This page will show you how you can analyze relationships between more than two variables using R.
Use the tabyl()
function from the janitor
package. With several adorning functions you can adjust the table to
your liking. You can force the table displaying the values ‘none’,
‘some’ and ‘many’ in the correct order, by making sure the variable is
stored as an ‘ordered factor’ (see chapter 2).
library(janitor)
mtcars %>%
tabyl(am, gear, cyl, show_na = FALSE) %>%
adorn_title("combined") %>% #both var names in the title
adorn_totals("col") %>% #column totals
adorn_totals("row") %>% #row totals
adorn_percentages("col") %>% #columnwise, rowwise (row), or total percentages (all)

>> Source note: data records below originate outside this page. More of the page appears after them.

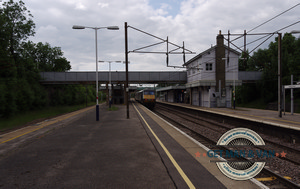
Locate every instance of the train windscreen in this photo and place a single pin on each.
(148, 92)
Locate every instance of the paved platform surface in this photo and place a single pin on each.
(112, 153)
(264, 116)
(79, 152)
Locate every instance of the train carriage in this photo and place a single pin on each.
(146, 97)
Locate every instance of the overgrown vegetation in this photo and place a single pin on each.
(266, 60)
(21, 61)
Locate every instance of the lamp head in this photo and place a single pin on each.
(76, 27)
(113, 27)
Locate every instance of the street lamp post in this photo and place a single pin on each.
(280, 96)
(96, 29)
(109, 90)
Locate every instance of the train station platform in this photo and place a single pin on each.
(79, 152)
(257, 115)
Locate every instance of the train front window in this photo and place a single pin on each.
(149, 93)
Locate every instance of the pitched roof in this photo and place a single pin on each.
(206, 51)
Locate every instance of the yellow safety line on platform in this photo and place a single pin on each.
(271, 178)
(63, 117)
(183, 175)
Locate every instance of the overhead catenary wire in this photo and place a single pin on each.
(267, 21)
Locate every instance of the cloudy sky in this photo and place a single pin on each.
(196, 22)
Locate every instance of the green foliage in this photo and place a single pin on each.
(266, 60)
(21, 61)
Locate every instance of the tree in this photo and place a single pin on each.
(17, 24)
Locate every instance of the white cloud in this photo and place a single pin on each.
(80, 6)
(197, 23)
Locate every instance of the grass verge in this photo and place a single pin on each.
(113, 108)
(37, 115)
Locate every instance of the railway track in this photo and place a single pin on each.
(208, 131)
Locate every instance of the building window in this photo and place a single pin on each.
(209, 67)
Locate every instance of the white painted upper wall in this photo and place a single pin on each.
(204, 68)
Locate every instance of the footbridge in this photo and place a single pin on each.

adorn_pct_formatting(digits = 1) %>%
adorn_ns() #show the numbers of cases
If you want to visualize different groups in the scatterplot, you can add extra variables to the aesthetics of a ggplot. In addition to x and y, you can use color (the “outside” color of points), fill (the “inside” color of the points), shape (of the points) and size.
mtcars %>%
ggplot(aes(x = cyl,
y = mpg,
color = factor(gear)
)
) +
geom_point()
For different subplots, use the layer facet_wrap(~ )
as
default. This is another way to introduce a third variable in the
context of data visualizations.
mpg %>%
ggplot(aes(x = factor(cyl), y = hwy)) +
geom_boxplot() +
facet_wrap(~ year)
For the ordinary linear model, we use lm()
. For a clear
presentation of the regression table, we use the tidy()
function from the broom
package.
library(broom)
model <- mtcars %>%
lm(qsec ~ wt + cyl, data = .)
# the regression table
model %>%
tidy()
# the ANOVA table
model %>%
anova() %>%
tidy()
# overall output, including R squared, is provided by
model %>%
summary()
There are various ways to create plots with the residuals and/or the predicted values.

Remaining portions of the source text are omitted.